И сирень цветёт у венгров, и миндаль,
И ничуточки мне этого не жаль,
По кювету маки алые — и пусть,
А учуял я черёмуху — и грусть.
Вот уехал я из дома в холода,
Вот приехал я, товарищи, сюда.
Что я видел под Москвою? — белых мух.
А у них уже черёмуховый пух.
Не творил ли нас господь навеселе?
Больно много он напутал на земле.
Ну, миндаль пускай у венгров, леший с ним,
Но черёмухи-то нам нужны, не им!
Что нам подарит шторм
Что нам подарит шторм? Два дня безделья,
Да грохоту три короба,
Да чуд заморских —
Пуд.
Срывает брызги ветер с волн.
Однако
Как славно рыскать там, где вал, обмякнув,
Назойливую скидывает кладь:
Бревно, вязанку водорослей;
глядь,
И будет нам какая-нибудь невидаль.
Дощечка с иероглифом.
Оторвало, родимую, от невода и к нам пригнало.
Ай да свистопляска!
Вот поплавок другой, из пенопласта,
И третий, с настроением —
Как бы ночной горшок, замкнувшийся в себе.

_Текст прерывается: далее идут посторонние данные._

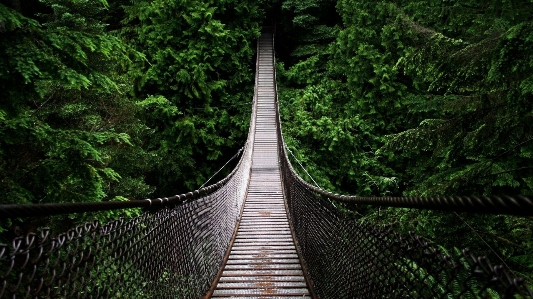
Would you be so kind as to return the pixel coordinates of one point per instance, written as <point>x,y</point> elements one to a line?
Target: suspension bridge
<point>261,232</point>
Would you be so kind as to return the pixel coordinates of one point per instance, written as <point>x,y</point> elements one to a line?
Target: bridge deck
<point>263,261</point>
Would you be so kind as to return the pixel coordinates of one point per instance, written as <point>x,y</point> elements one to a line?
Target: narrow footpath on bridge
<point>263,261</point>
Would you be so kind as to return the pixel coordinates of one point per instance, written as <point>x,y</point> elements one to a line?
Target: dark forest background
<point>124,100</point>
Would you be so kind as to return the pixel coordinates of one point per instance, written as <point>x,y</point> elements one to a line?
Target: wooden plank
<point>263,261</point>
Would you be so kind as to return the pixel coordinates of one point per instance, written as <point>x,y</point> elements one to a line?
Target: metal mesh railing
<point>174,249</point>
<point>347,257</point>
<point>352,258</point>
<point>172,252</point>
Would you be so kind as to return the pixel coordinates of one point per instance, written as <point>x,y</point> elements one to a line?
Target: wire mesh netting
<point>174,249</point>
<point>352,258</point>
<point>174,252</point>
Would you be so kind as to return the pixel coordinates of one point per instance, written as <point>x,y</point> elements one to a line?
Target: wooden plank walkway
<point>263,261</point>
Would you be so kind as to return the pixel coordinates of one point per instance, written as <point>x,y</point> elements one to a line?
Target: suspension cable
<point>301,165</point>
<point>231,159</point>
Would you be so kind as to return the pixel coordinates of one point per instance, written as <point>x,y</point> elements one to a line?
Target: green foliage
<point>418,98</point>
<point>196,77</point>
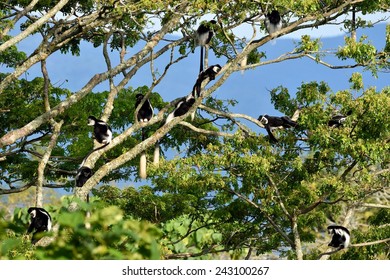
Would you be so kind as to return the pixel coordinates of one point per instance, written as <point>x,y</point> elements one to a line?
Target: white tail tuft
<point>156,154</point>
<point>142,166</point>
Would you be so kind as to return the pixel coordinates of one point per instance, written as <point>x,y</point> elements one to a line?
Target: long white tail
<point>142,166</point>
<point>156,154</point>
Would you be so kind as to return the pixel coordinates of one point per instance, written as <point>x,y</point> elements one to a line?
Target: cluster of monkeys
<point>41,219</point>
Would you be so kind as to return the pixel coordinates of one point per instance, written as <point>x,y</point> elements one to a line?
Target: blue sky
<point>249,89</point>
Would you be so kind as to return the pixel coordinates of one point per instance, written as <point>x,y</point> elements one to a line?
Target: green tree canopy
<point>221,186</point>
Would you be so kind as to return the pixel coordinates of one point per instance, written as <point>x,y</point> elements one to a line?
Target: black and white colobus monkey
<point>103,134</point>
<point>210,73</point>
<point>101,130</point>
<point>182,107</point>
<point>273,22</point>
<point>340,236</point>
<point>40,222</point>
<point>270,123</point>
<point>144,114</point>
<point>82,176</point>
<point>338,120</point>
<point>204,33</point>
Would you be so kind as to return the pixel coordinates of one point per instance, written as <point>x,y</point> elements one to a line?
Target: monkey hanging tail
<point>201,58</point>
<point>142,160</point>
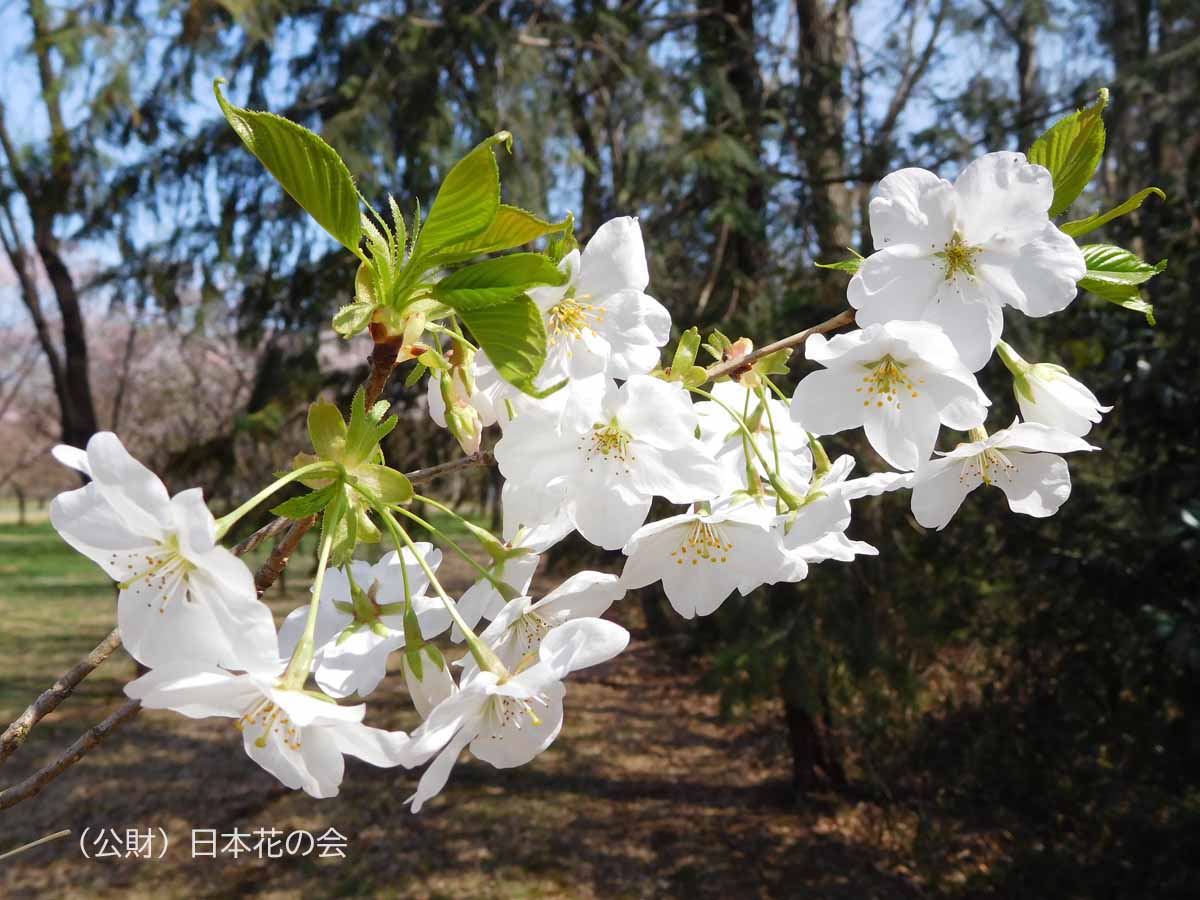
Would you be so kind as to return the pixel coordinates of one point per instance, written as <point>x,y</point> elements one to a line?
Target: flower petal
<point>1037,485</point>
<point>912,207</point>
<point>615,259</point>
<point>940,489</point>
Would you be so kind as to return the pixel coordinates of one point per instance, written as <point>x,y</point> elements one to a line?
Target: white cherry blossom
<point>1023,461</point>
<point>508,721</point>
<point>483,600</point>
<point>297,736</point>
<point>181,595</point>
<point>519,628</point>
<point>603,319</point>
<point>703,557</point>
<point>639,443</point>
<point>353,637</point>
<point>1048,395</point>
<point>899,381</point>
<point>957,253</point>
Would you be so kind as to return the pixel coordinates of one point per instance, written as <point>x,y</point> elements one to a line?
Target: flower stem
<point>229,520</point>
<point>481,652</point>
<point>438,534</point>
<point>301,658</point>
<point>781,490</point>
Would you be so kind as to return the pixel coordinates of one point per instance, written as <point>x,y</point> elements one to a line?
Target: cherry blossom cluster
<point>603,431</point>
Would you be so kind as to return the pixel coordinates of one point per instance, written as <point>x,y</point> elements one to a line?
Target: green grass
<point>55,606</point>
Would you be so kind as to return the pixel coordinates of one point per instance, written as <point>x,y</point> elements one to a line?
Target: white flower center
<point>958,257</point>
<point>611,443</point>
<point>269,718</point>
<point>528,630</point>
<point>571,318</point>
<point>507,711</point>
<point>989,466</point>
<point>887,382</point>
<point>703,543</point>
<point>160,577</point>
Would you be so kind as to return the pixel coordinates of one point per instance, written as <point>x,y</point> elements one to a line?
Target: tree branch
<point>742,365</point>
<point>33,785</point>
<point>16,733</point>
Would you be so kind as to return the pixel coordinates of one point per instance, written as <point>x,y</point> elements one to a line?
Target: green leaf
<point>496,281</point>
<point>1083,226</point>
<point>1116,265</point>
<point>511,228</point>
<point>1127,297</point>
<point>353,318</point>
<point>384,484</point>
<point>364,433</point>
<point>1072,149</point>
<point>1114,274</point>
<point>845,265</point>
<point>514,336</point>
<point>307,168</point>
<point>467,202</point>
<point>327,430</point>
<point>309,504</point>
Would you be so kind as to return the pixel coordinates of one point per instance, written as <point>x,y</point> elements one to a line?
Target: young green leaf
<point>309,504</point>
<point>353,318</point>
<point>514,336</point>
<point>1127,297</point>
<point>845,265</point>
<point>1083,226</point>
<point>1114,274</point>
<point>384,484</point>
<point>1072,149</point>
<point>496,281</point>
<point>467,202</point>
<point>511,228</point>
<point>307,168</point>
<point>327,430</point>
<point>364,433</point>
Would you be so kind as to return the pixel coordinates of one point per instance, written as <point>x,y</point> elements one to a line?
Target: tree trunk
<point>1029,89</point>
<point>733,109</point>
<point>815,760</point>
<point>822,52</point>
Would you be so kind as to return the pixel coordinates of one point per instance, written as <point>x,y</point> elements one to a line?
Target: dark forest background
<point>1043,669</point>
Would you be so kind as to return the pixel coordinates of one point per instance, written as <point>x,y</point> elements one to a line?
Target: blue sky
<point>874,23</point>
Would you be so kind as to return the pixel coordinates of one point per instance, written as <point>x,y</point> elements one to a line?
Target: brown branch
<point>382,360</point>
<point>484,457</point>
<point>271,529</point>
<point>33,785</point>
<point>741,365</point>
<point>16,733</point>
<point>277,562</point>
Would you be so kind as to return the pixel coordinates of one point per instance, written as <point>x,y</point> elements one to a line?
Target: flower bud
<point>1048,395</point>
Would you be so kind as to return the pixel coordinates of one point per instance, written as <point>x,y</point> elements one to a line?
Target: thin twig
<point>742,364</point>
<point>33,785</point>
<point>273,528</point>
<point>277,562</point>
<point>40,841</point>
<point>16,733</point>
<point>484,457</point>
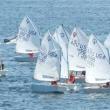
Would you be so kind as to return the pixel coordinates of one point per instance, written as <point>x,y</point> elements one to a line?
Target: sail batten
<point>77,50</point>
<point>48,63</point>
<point>28,39</point>
<point>61,36</point>
<point>97,68</point>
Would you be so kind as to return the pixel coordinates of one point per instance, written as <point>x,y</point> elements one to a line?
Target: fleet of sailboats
<point>27,41</point>
<point>59,54</point>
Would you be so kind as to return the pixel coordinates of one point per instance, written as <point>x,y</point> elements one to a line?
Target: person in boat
<point>31,55</point>
<point>1,65</point>
<point>83,73</point>
<point>106,85</point>
<point>53,82</point>
<point>71,79</point>
<point>8,40</point>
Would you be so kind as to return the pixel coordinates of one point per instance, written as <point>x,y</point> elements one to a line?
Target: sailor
<point>107,85</point>
<point>1,65</point>
<point>53,82</point>
<point>83,73</point>
<point>71,79</point>
<point>31,55</point>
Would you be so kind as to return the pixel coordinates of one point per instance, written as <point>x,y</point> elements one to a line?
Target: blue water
<point>93,16</point>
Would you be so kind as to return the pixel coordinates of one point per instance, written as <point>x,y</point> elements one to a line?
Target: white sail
<point>77,50</point>
<point>107,45</point>
<point>28,39</point>
<point>61,36</point>
<point>98,68</point>
<point>48,63</point>
<point>107,42</point>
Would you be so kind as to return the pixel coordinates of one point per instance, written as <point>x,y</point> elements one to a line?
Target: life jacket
<point>53,82</point>
<point>31,55</point>
<point>71,78</point>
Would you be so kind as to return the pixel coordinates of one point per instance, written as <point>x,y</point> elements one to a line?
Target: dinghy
<point>28,41</point>
<point>97,68</point>
<point>77,52</point>
<point>2,69</point>
<point>10,40</point>
<point>48,67</point>
<point>61,36</point>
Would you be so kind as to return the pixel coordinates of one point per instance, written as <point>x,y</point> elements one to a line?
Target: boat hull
<point>2,72</point>
<point>96,89</point>
<point>40,88</point>
<point>25,59</point>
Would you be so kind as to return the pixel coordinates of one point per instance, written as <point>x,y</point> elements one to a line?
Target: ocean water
<point>93,16</point>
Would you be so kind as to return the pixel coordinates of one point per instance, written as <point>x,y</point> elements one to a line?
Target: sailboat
<point>2,68</point>
<point>28,41</point>
<point>98,67</point>
<point>107,45</point>
<point>10,40</point>
<point>77,51</point>
<point>48,67</point>
<point>61,36</point>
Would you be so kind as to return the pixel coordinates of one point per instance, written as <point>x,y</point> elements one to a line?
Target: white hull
<point>70,87</point>
<point>41,88</point>
<point>2,72</point>
<point>96,89</point>
<point>25,59</point>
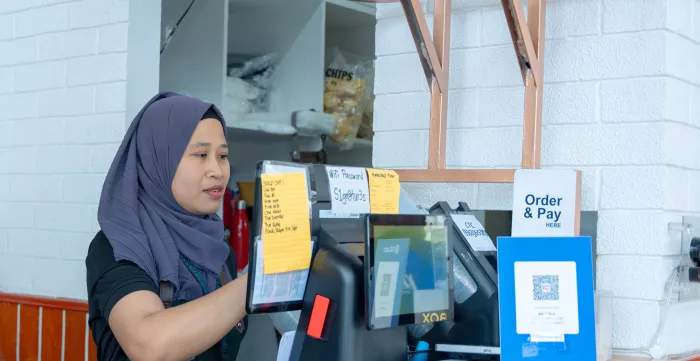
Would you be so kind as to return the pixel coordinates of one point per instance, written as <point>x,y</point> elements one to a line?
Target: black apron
<point>227,348</point>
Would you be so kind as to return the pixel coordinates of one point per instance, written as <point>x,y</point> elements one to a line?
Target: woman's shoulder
<point>99,250</point>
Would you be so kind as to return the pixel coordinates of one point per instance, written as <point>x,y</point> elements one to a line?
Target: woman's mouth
<point>215,192</point>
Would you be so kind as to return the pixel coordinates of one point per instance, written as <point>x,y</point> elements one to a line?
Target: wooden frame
<point>528,41</point>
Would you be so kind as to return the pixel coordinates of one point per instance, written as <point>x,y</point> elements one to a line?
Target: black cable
<point>170,35</point>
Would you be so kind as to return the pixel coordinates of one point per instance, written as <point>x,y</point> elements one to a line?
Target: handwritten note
<point>384,191</point>
<point>286,228</point>
<point>473,232</point>
<point>349,190</point>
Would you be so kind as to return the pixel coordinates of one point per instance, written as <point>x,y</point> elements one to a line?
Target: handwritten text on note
<point>349,190</point>
<point>286,229</point>
<point>384,191</point>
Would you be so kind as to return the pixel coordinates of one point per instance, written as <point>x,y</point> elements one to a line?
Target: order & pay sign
<point>546,202</point>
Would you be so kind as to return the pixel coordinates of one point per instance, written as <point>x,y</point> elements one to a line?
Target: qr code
<point>386,285</point>
<point>545,288</point>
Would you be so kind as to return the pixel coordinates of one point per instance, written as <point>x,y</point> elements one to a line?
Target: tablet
<point>279,292</point>
<point>408,264</point>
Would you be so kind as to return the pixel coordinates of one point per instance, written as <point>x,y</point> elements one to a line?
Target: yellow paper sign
<point>286,229</point>
<point>384,190</point>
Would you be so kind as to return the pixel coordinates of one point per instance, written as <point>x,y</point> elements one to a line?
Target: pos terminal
<point>371,282</point>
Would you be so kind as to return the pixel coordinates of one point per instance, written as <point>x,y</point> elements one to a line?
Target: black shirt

Щепьё, тряпьё и буйный дух погрома.
Хвала дареньям ветра и воды!
Да здравствует бутылка из-под рома,
Приветствуем огромные валы!
Романтиков приветствует стихия!
Москва приветствует дисциплинированных водителей!
(Но это далеко.
А тут — штормит.)
Что вышвырнет нам шторм?
Подачку разве…
Ого, перчатка!
Не затем ли с грязью,
Чтоб явственнее вызов проступил?
Резиновая.
Пальцы врастопыр.
Но мы смолчим,
Но мы поглубже спрячем
Ту истину и, больше, ту тоску,
Что наш удел — исканье всяких всячин,
Несущих иероглиф на боку.
Щенок
В квартире благодать:
Щенка на рынке взяли.
Без паспорта не брать! —
Прописано в журнале.
Кому совет и впрок,
А мы не привереды,
Живёт у нас щенок
Без клубных привилегий.
Не мысля про собак,
На рынок мы попали,
А дальше было так:
Увидели — пропали.
Щенки любых сортов!
Полканы и козявки!
И все без паспортов,
Как вольные казаки.
И был в ряду одном
Обрывок одеяла,
Клубок щенков на нём,
А рядом мать стояла.
Что жизнь её не мёд,
Понять бы и младенцу —
И сука и помёт
Наскучили владельцу.
Купец был в меру резв,
И шла торговля лихо.
А суки взгляд был трезв,
Она стояла тихо.
Как будто век жила
Одной духовной пищей —
Так сдержанно ждала
Своей фортуны нищей.
И взяли мы щенка
И рассудили просто,
Что тут наверняка
По крови благородство.
Резвится пёс, ведь он
Товарищ наш отныне.
Глистов мы изведём,
А блох уже отмыли.
А честь — не в клубе честь
И стать не в аттестате,
А если хвостик есть,
Так это тоже кстати.
И в том, что так сужу
Про божее творенье,
Не удаль нахожу,
Но удовлетворенье.
Шестидесятники
Тоже словечко придумали — шестидесятник!
Можно, конечно, но если уж думать о слове,
Мне предпочтительней что-нибудь вроде «десантник» —
Так, чтобы действие всё же лежало в основе.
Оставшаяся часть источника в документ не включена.